Robotics-engineer-turned-entrepreneur Hasier Larrea wants to give furniture superpowers. In response to rising rents and populations in global cities, he has created a tool to make small spaces work harder with robotics.
As head of Architectural Robotics research at the MIT Media Lab, Larrea spent 4 years developing strategies for “living large in a small space”: his team created an “army of furniture with superpowers” and built a 200 square-foot CityHome, living laboratory focused on using mechatronics (electronics plus mechanical engineering).
Now, his company Ori– Japanese for “to fold”- has created robotic furniture that transforms into a bedroom, living room or an office with the push of a button. “The idea here is architecture and robotics: so how you bring mechanics, electronics, software to make spaces effortlessly transformable. And the word ‘effortless’ is very important because I’ve seen thousands of beautiful tiny apartments that are just too much work to transform. So how we can make transformation not be a ritual, how we can make transformation be magical and that’s where the power of robotics comes into play.”
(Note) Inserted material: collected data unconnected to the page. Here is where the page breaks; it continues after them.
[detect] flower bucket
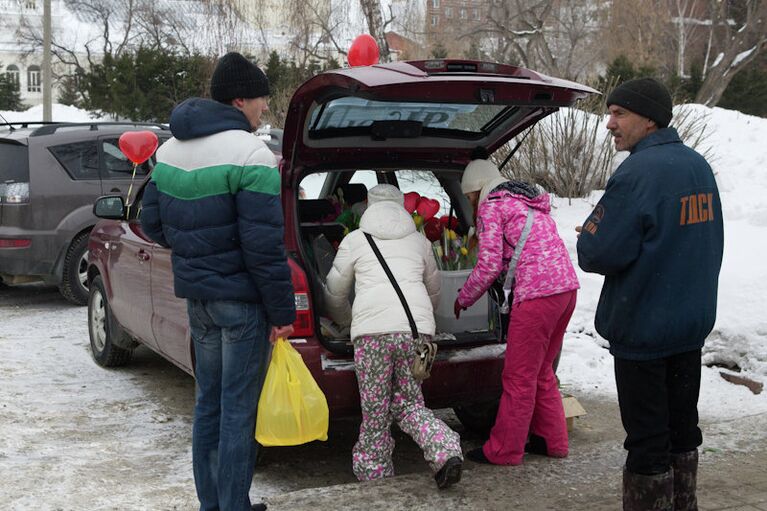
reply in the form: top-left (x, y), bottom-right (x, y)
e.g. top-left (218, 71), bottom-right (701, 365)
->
top-left (435, 269), bottom-right (488, 333)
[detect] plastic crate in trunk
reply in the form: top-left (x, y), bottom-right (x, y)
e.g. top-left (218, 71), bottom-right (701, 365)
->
top-left (435, 269), bottom-right (489, 333)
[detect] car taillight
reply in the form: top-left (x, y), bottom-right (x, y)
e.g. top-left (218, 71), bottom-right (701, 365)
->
top-left (0, 182), bottom-right (30, 204)
top-left (289, 258), bottom-right (315, 338)
top-left (0, 238), bottom-right (31, 248)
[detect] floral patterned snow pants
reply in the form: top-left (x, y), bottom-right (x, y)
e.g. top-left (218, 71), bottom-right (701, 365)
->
top-left (352, 332), bottom-right (463, 481)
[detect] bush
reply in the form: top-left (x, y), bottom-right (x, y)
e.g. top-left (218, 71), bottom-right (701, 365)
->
top-left (490, 77), bottom-right (713, 198)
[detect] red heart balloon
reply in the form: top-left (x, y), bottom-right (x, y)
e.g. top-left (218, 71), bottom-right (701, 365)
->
top-left (348, 34), bottom-right (380, 67)
top-left (403, 191), bottom-right (420, 214)
top-left (416, 197), bottom-right (440, 221)
top-left (119, 131), bottom-right (159, 165)
top-left (423, 217), bottom-right (442, 242)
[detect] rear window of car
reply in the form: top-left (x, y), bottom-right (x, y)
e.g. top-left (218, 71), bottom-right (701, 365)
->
top-left (49, 141), bottom-right (100, 180)
top-left (0, 141), bottom-right (29, 183)
top-left (308, 97), bottom-right (514, 136)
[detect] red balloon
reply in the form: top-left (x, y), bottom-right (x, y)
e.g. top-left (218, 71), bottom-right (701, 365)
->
top-left (403, 191), bottom-right (420, 214)
top-left (119, 130), bottom-right (159, 165)
top-left (416, 197), bottom-right (440, 221)
top-left (348, 34), bottom-right (380, 67)
top-left (423, 217), bottom-right (442, 242)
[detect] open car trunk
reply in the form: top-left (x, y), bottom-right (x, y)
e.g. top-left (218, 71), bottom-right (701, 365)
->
top-left (280, 59), bottom-right (598, 356)
top-left (294, 168), bottom-right (508, 355)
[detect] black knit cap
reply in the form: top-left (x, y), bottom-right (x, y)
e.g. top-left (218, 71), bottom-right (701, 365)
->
top-left (606, 78), bottom-right (673, 128)
top-left (210, 52), bottom-right (270, 103)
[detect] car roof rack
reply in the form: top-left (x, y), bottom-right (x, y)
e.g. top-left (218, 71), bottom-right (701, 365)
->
top-left (0, 121), bottom-right (170, 137)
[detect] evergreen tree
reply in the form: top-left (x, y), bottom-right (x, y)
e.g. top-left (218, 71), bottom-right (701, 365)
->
top-left (719, 56), bottom-right (767, 117)
top-left (80, 48), bottom-right (214, 122)
top-left (0, 66), bottom-right (25, 111)
top-left (57, 75), bottom-right (80, 107)
top-left (431, 43), bottom-right (448, 59)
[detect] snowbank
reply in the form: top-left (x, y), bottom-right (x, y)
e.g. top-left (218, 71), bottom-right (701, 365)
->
top-left (1, 104), bottom-right (97, 123)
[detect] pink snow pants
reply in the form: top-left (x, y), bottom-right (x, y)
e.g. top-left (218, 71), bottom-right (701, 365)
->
top-left (483, 290), bottom-right (577, 465)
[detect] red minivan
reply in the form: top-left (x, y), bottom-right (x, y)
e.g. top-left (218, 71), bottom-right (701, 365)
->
top-left (86, 59), bottom-right (596, 434)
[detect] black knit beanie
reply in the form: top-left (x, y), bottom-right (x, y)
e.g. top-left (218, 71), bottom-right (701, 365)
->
top-left (606, 78), bottom-right (673, 128)
top-left (210, 52), bottom-right (270, 103)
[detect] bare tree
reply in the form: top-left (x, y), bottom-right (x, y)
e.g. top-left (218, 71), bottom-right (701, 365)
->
top-left (462, 0), bottom-right (608, 81)
top-left (669, 0), bottom-right (707, 77)
top-left (604, 0), bottom-right (673, 72)
top-left (696, 0), bottom-right (767, 105)
top-left (358, 0), bottom-right (391, 63)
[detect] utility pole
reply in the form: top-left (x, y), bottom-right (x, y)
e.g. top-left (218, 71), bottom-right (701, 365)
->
top-left (43, 0), bottom-right (52, 122)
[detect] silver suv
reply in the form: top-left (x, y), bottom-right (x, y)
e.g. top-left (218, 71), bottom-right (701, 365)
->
top-left (0, 121), bottom-right (169, 304)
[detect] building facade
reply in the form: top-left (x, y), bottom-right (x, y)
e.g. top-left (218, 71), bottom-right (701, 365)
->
top-left (0, 0), bottom-right (68, 108)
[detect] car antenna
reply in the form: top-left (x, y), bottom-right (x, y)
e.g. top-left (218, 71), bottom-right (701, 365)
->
top-left (0, 112), bottom-right (14, 132)
top-left (498, 126), bottom-right (535, 171)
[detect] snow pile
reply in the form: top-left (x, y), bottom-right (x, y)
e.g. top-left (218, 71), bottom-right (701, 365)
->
top-left (1, 103), bottom-right (97, 123)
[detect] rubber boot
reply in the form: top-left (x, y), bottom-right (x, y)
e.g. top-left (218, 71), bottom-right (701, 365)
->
top-left (622, 466), bottom-right (673, 511)
top-left (671, 450), bottom-right (699, 511)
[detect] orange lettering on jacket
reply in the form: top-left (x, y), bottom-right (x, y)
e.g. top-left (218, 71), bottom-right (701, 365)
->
top-left (680, 196), bottom-right (689, 225)
top-left (680, 193), bottom-right (715, 226)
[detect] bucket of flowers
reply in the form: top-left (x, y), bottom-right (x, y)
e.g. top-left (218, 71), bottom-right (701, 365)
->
top-left (403, 192), bottom-right (487, 333)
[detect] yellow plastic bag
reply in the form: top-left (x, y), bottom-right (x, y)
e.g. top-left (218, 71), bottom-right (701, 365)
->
top-left (255, 338), bottom-right (329, 446)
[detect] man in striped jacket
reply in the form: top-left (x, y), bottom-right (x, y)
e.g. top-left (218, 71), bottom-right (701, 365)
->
top-left (141, 52), bottom-right (295, 511)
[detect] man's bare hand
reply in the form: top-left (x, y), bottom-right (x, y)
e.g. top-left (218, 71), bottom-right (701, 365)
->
top-left (270, 325), bottom-right (295, 344)
top-left (575, 225), bottom-right (582, 239)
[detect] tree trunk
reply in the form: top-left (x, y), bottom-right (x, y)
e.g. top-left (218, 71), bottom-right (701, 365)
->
top-left (696, 0), bottom-right (767, 106)
top-left (358, 0), bottom-right (391, 63)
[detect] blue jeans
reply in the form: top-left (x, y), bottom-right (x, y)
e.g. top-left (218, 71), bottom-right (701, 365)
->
top-left (187, 299), bottom-right (271, 511)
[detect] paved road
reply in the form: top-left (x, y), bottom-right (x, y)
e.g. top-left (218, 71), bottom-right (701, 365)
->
top-left (1, 283), bottom-right (765, 510)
Ori System’s first offering (widely available in early 2017) is a morphing wall that divides any studio into separate spaces by pushing a button for one of the presets: living room, bedroom and office (the lighting is also preset to change for the individual rooms). The unit, designed by Yves Béhar, resembles a large wall of shelves with a closet, drawers, pop-out desk and a trundle-style bed which slides out automatically when the bedroom setting is pushed.
What makes the system function is fairly simple: a mechanical actuator to slide the bed and the wall, embedded sensors for safety (the furniture stops morphing if motion is detected, similar to a garage-door opener) and the computer portion leaves the system open to be upgraded with new apps (with future versions of the software, the unit could be controlled by voice or gestures). The furniture can be controlled by smartphone so users can set up their space before arriving home.
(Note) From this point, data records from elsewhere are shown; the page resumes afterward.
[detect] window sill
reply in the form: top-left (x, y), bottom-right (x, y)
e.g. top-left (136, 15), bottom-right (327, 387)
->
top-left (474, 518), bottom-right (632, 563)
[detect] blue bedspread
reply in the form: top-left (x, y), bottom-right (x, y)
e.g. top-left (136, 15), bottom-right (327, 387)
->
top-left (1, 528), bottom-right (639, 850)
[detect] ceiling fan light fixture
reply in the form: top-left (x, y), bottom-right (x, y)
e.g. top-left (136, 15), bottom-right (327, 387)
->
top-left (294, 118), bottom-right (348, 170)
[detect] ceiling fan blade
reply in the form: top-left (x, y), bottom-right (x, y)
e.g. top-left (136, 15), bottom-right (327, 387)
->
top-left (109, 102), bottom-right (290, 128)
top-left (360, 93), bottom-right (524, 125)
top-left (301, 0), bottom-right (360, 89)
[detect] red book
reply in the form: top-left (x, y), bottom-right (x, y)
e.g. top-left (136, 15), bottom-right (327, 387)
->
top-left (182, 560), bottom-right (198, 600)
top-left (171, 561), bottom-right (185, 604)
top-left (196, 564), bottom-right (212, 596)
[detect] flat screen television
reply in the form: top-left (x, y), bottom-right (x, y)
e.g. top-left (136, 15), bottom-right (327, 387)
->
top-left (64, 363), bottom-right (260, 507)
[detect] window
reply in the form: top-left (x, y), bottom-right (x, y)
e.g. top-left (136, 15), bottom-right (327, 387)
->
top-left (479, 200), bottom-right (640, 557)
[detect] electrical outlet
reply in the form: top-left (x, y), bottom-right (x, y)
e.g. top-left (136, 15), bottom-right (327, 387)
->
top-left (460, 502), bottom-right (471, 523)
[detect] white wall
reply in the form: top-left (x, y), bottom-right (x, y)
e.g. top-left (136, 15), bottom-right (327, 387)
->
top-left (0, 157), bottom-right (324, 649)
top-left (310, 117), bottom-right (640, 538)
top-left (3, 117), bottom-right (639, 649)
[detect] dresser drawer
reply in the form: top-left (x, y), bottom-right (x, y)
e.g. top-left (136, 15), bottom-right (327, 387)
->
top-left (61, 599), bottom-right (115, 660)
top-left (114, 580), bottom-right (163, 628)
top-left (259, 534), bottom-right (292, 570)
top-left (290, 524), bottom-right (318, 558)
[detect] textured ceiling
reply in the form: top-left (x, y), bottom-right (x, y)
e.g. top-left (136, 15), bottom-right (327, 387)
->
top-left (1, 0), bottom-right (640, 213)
Ori is currently rolling out the product in three cities (Boston, Seattle and Washington, D.C.), working directly with commercial and residential real estate developers (we filmed with him in Skanska’s Watermark Seaport building in Boston).
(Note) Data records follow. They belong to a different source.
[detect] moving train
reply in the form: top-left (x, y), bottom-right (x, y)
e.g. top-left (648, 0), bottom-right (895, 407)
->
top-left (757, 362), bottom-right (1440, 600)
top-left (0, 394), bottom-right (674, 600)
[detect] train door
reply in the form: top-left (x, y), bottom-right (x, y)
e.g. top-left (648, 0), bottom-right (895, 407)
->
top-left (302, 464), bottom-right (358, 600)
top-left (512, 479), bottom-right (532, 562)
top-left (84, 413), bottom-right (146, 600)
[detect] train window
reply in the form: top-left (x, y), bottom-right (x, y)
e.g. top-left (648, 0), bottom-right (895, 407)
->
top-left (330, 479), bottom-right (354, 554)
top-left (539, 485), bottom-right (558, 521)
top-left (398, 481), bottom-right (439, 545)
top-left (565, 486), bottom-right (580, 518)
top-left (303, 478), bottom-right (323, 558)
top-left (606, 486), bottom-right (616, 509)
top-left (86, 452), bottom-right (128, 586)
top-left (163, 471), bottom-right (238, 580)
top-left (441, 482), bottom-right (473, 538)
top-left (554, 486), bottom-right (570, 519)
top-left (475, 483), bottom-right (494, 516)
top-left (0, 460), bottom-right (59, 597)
Larrea says that future iterations of the product will take advantage of vertical space by moving a bed or table to the ceiling when not in use. “It’s interesting because the moment you make it as tiny as 200 square feet, that’s when moving sideways doesn’t make as much sense, then you need to go up.”
Ori is launching with two options- systems for a full, or queen, size bed- and customizable storage and cabinetry colors, but in the future Larrea hopes that his creation will scale to serve even the DIY community. “We don’t want to create a closed system, a bunch of guys here in Boston from MIT are not going to design all the spaces of the world. But what if we can provide the tools so that the people who really understand spaces, spaces that are different in Shanghai, in Seoul, in New York. What if those people could have access to tools. And that’s what we’ve been seeing in software, in the maker movement, what if we could bring that to architecture and design.”